8.) Logged into the class server by executing the command
ssh -x [email protected]
and entering Miami password, on my local mac terminal.
9.) Started mysql using by executing the command
mysql sadovsd -u sadovsd -p
with password
bio466
in the
/home/sadovsd
location in the class server terminal.
10.) Created the tables in the sadovsd mysql database using the mysql command
source DDL.sql
11.) Added data into the 6 mysql tables by quitting the current mysql session, and executing the command
mysqlimport -L -u sadovsd -p sadovsd table.txt
with password “bio466” in home/sadovsd directory. This was performed 6 times, once for each table.
12.) Wrote a DML.sql file that contains queries to extract all relevant information about a gene given a specific gene_id.
13.) In pycharm, in my local mac directory, created a .html file that represented a webpage.
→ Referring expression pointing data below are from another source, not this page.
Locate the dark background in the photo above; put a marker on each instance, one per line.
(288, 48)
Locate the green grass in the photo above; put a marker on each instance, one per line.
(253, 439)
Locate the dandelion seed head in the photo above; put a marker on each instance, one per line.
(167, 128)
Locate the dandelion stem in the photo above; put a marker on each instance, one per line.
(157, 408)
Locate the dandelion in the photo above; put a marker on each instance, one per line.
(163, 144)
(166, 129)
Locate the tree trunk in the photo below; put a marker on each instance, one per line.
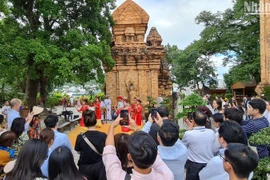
(43, 88)
(31, 91)
(3, 93)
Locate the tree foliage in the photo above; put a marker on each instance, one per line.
(190, 104)
(46, 43)
(235, 34)
(190, 67)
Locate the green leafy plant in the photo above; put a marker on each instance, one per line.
(151, 103)
(266, 91)
(167, 102)
(261, 138)
(181, 134)
(53, 100)
(190, 104)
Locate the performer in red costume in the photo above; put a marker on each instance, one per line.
(82, 109)
(98, 112)
(138, 112)
(133, 107)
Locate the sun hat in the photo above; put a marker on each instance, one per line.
(120, 97)
(9, 166)
(37, 110)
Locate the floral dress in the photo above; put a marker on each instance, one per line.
(34, 132)
(19, 143)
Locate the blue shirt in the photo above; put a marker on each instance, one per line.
(253, 126)
(200, 144)
(60, 139)
(214, 169)
(175, 158)
(44, 167)
(11, 151)
(11, 115)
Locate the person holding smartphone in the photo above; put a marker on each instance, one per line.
(138, 111)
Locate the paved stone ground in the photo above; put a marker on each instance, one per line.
(58, 110)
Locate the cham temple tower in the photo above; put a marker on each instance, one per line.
(141, 69)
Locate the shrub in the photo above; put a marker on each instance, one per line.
(262, 138)
(266, 91)
(190, 104)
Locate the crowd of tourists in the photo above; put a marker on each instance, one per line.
(215, 145)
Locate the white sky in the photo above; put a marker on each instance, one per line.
(175, 21)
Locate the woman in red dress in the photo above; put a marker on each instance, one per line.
(81, 110)
(138, 112)
(133, 107)
(98, 112)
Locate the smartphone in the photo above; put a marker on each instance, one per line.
(125, 118)
(154, 113)
(190, 116)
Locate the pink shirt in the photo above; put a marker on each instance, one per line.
(114, 171)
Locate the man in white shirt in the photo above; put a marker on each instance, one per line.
(14, 112)
(108, 105)
(229, 132)
(120, 103)
(200, 144)
(239, 161)
(5, 108)
(142, 155)
(172, 151)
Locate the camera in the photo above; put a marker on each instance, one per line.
(190, 116)
(125, 118)
(154, 113)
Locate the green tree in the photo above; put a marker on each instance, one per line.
(190, 104)
(46, 43)
(235, 34)
(191, 67)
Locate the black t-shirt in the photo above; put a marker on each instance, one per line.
(87, 155)
(155, 129)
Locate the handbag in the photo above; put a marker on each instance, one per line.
(90, 144)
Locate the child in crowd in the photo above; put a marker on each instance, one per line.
(6, 154)
(62, 166)
(29, 161)
(142, 154)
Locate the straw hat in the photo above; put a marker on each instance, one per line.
(37, 110)
(9, 166)
(120, 97)
(138, 99)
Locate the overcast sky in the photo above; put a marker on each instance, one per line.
(175, 20)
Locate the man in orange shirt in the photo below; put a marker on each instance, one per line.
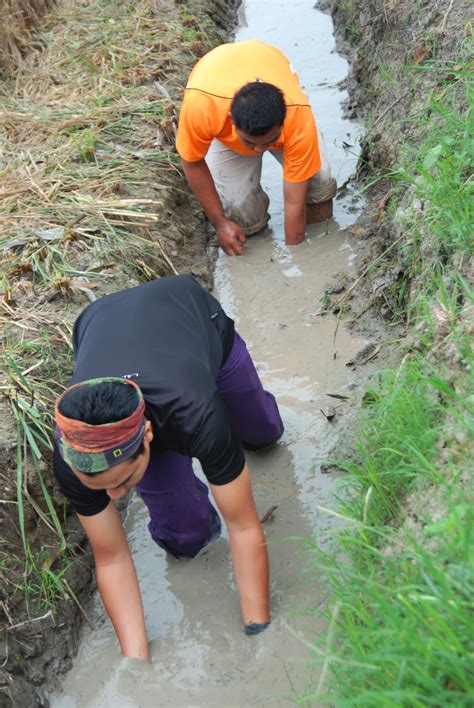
(241, 100)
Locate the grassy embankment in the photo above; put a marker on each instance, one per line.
(89, 183)
(402, 581)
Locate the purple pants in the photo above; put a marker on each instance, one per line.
(182, 518)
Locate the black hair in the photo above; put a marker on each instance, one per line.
(257, 107)
(103, 402)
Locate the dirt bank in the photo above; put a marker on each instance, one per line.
(92, 201)
(403, 55)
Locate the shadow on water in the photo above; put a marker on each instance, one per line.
(200, 656)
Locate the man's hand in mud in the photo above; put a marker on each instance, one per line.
(231, 238)
(255, 628)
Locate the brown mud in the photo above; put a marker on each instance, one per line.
(42, 601)
(38, 642)
(394, 50)
(276, 295)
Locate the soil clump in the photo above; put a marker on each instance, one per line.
(93, 202)
(401, 54)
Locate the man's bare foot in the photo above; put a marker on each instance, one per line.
(318, 212)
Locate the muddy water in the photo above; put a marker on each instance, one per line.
(200, 656)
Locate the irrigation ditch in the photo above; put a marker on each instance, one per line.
(93, 200)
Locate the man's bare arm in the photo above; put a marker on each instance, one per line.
(294, 194)
(229, 234)
(248, 547)
(117, 580)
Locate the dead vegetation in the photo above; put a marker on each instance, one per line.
(92, 201)
(17, 20)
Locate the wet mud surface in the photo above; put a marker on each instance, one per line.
(199, 654)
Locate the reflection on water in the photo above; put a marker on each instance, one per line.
(200, 656)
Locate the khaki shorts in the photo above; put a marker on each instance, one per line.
(237, 180)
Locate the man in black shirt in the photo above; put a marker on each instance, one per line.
(161, 377)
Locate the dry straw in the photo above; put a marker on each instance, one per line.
(88, 181)
(17, 19)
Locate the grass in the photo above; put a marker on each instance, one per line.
(89, 180)
(402, 570)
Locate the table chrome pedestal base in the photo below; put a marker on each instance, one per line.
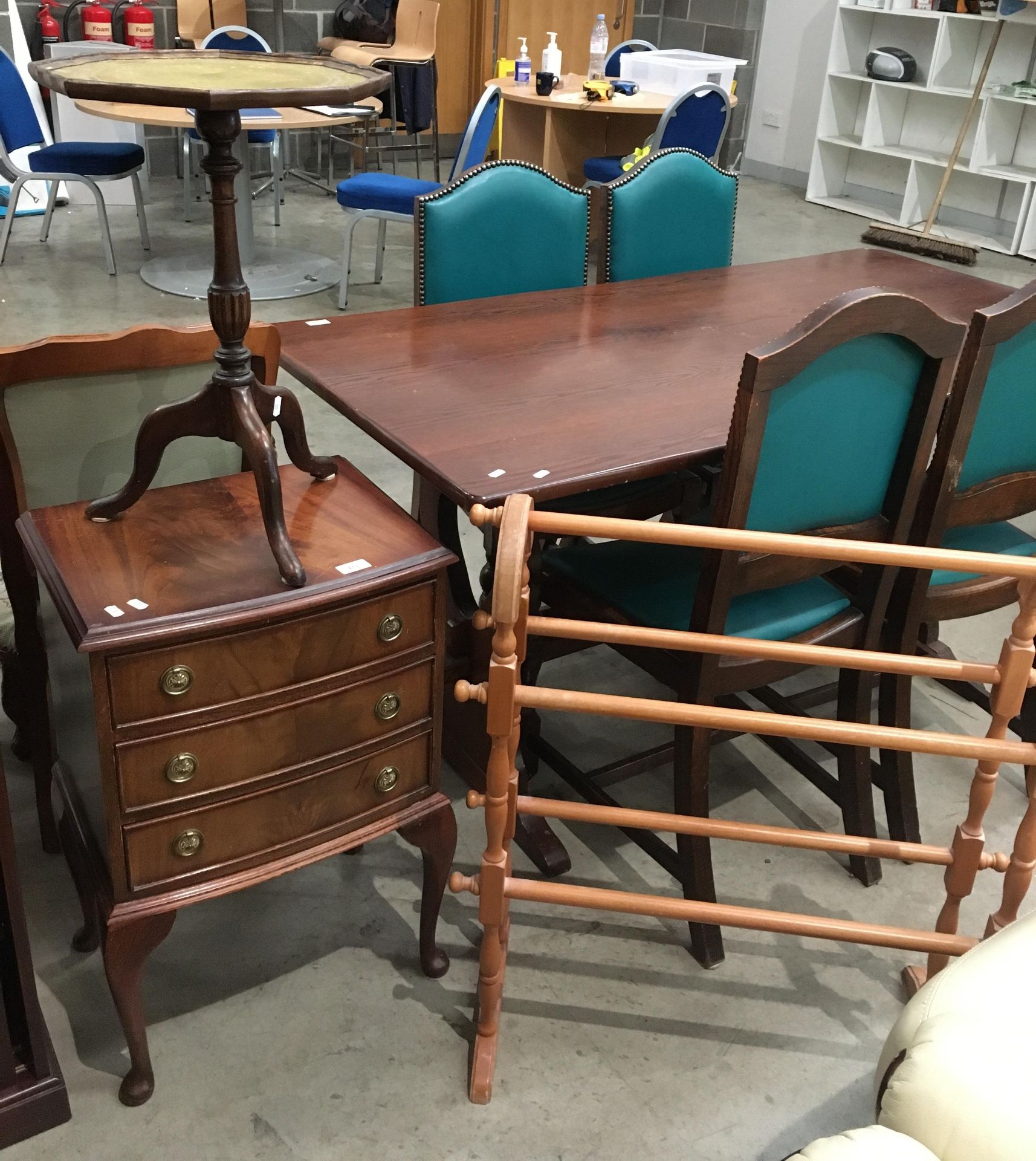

Various annotation comparison information and graphs were added to the page. A form was created that allows a user to enter a gene id that they wish to see information about from both annotations. The action parameter pointed to a new .py file that actually would perform the necessary queries.
14.) In pycharm, in my local mac directory, created a .py script that would perform queries using the gene id a user would enter using the .html form. This script connected to the .html form using cgi and cgitb. It connected to the sadovsd database (which contains the 6 tables about gene, transcript, and exon data) using mypysql. The DML queries written before in the DML.sql file were copied into this script to extract the necessary gene information from the database. HTML output containing formatted gene comparison information was generated using print statements in this script.
15.) The .html file, .py script, and any image files that were part of the web page were secure copied into the /home/sadovsd/public_html directory using the “scp” command.